The bank usually has an interest in not letting the thing fall through... And a lot can have changed in 10 years...
- Salary increase
- Partner m/f/d is working full-time again
Two weeks ago, a divorce house from 2021 was online for 4 days... A colleague was the first to view it at 9 - the second appointment bought it without negotiating. It wasn’t a bargain but not outrageous either... Properties are still being sold well...
And when I see that with KFW there is up to 150k for 0.01%, the so-called grandma’s house for 120k purchase in the countryside also becomes interesting because it still stands on 1300sqm instead of 450...
Your first "argument" only counts in good weather phases. When prices come under pressure and the banks themselves too, no one cares about the "no interest in foreclosure." But why should banks already be having problems? And certainly they have not heavily exposed themselves with real estate loans at peak prices that can no longer be achieved in foreclosure.

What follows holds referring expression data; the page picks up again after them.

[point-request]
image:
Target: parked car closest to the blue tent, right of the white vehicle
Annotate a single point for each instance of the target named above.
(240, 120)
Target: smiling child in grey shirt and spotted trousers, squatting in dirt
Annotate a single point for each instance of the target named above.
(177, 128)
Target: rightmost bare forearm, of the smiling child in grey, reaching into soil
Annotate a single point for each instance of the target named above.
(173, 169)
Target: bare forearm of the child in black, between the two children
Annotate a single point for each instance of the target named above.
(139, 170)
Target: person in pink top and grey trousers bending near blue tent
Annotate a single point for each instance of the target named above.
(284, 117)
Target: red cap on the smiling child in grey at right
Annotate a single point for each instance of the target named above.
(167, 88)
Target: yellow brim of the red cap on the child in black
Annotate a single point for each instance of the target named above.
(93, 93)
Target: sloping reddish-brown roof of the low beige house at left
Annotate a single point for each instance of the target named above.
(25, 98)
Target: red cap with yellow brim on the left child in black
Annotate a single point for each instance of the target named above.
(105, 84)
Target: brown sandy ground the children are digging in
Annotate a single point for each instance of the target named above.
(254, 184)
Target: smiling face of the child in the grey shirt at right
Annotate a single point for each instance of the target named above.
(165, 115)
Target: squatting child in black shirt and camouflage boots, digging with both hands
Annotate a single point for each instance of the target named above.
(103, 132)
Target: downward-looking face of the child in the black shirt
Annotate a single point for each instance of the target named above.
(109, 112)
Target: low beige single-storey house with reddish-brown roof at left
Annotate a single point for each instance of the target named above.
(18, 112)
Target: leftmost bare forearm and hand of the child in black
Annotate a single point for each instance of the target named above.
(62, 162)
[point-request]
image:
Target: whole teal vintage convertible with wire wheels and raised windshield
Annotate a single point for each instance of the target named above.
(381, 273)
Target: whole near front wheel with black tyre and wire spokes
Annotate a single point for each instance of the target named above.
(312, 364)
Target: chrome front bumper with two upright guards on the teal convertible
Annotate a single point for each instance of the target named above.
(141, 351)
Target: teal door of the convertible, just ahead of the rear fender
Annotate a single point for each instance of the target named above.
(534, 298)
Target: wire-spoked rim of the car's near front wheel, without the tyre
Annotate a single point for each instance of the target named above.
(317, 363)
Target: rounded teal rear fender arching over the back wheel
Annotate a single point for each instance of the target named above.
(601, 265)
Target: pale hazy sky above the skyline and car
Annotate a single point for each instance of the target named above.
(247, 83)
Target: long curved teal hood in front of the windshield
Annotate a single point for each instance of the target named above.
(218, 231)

Properties are simply no longer being "well" sold—the market has collapsed, down 50% year over year in terms of financing. Even Sylt is now being mentioned in the media along with price declines. Whether your mentioned house is "sold" you only know once it doesn’t reappear. The quick bidders still have to go to the bank—interest rates > 4% are currently in effect, and contrary to your assumption, 5% is expected by year-end. Inflation remains high; 3% is far off.
The KFW loan is for new construction, Kfw40+QLN, with €15,000 + appraisal costs. You won’t get that for your grandma’s house. The EU has set the course for the grandma’s house today; it certainly won’t be cheap.